Все шло по плану, и мысли Анатолия вернулись к птице, которой торговали на Охотном ряду. Есть ли у птиц душа? Если верить Грише, получается, что есть. Возможно, души убитых птиц действительно забились под землю и мечутся под сводом туннеля. Невидимые для глаз, они издают неслышные звуки… Не слышные для большинства людей. Когда Метро еще использовалось по назначению, поезда проносились под улицей Охотный ряд с шумом и на большой скорости, заглушая хлопанье крыльев и крики. Однако ночью наверняка кто-то из рабочих-путейцев мог слышать птичий клекот…
После Катаклизма все изменилось. Людям пришлось смириться с шумом крыльев призрачных птиц, витающих над их головами. Это раньше можно было сказать: оставим небо птицам и вернемся к земным делам. Теперь у жителей Метро нет других дел, кроме земных, а точнее, подземных.
Анатолий дал команду спрятать автоматы под куртки и приготовиться к вступлению на станцию.
Проспект Маркса встретил отряд немного раньше, чем предполагалось. Впереди вспыхнул и стал стремительно увеличиваться в размерах желтый огонек.

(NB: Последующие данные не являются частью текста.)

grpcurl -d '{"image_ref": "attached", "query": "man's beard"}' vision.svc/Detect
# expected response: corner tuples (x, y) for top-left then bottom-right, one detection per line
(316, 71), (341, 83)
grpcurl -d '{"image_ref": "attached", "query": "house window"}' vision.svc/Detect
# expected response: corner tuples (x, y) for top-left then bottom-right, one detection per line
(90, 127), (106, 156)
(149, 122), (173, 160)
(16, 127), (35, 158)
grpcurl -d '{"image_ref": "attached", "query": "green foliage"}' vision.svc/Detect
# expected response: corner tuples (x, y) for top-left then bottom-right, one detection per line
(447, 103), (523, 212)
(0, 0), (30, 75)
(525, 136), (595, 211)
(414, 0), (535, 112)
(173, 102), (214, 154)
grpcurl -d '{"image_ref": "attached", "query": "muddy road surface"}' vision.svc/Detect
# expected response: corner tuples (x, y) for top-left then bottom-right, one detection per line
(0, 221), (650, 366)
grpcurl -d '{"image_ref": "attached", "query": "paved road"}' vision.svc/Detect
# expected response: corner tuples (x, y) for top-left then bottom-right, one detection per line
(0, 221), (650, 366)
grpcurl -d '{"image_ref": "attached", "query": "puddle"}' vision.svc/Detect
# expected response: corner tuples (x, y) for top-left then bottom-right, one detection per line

– Спокойно, – объявил Никита. – Мы пересекли трехсотый метр. А у наших тут не только стационарные блокпосты, но и мобильные имеются…
«Наших?» – хотел спросить Анатолий, но не стал.
Через несколько секунд стал слышен характерный стук ручной дрезины. Из темноты донесся суровый голос: командир разъезда приказал остановиться и предупредил, что в случае неповиновения по ним будет открыт огонь без предупреждения. Никита кивнул Анатолию, поднял руки и вышел под свет фонаря:
– Не стреляйте, свои!
Четверо дозорных разглядели форму Никиты, и тот, опустив руки, направился к дрезине. Анатолий положил руку на рукоять пистолета, многозначительно посмотрел на Серегу, который хоть и не выпячивал автомат, но держал его в боевой готовности.
Момент истины…
Если Никита заманил отряд в западню, придется отступать с боем. Однако, переговорив с охранниками, Никита развернулся и двинулся к Анатолию. Дрезина покатила к станции.
– Все в порядке. Пропустят без проблем. Запомните, ребята: вы из наших, дзержинцев, – инструктировал Никита. – Советую держаться непринужденно, по пустякам ни с кем не заговаривать. Чтобы избежать лишних вопросов, придется ненадолго задержаться. Перекусим и все такое…
Дорого бы Толя отдал, чтобы узнать, что имелось в виду под «все такое». Уж не почетная ли сдача в плен? Надо было определяться, верит он Никите или нет, раньше. Черт, теперь пути назад нет. И успех операции, и дальнейшая судьба группы в руках толстяка-перебежчика.
Вскоре Анатолий услышал разноголосый гомон, свидетельство того, что они приближались к густонаселенной станции. На путях возвышалась аккуратно сложенная из мешков с песком крепость, дорогу преграждал полосатый шлагбаум. Между мешками темнели бойницы, из которых торчали стволы автоматов. Дрезина покатила назад, к трехсотому метру. Часовые одарили команду Анатолия неприветливыми взглядами, но и откровенной враждебности в них не читалось. Шлагбаум поднялся. Отряд вступал на территорию врага. Следовало опасаться любой оплошности или неосторожного слова, но Анатолий просто сгорал от любопытства. Никогда прежде Толе не доводилось ступать во владения Красной линии, и все было ему здесь интересно. Наверное, нечто подобное испытывали конкистадоры и первооткрыватели новых земель в эпоху колониальных открытий. Ведь не только жадность и блеск золота гнали их вперед. Какой смысл жить на одном месте? Жизнь для домоседов течет вдвое быстрее.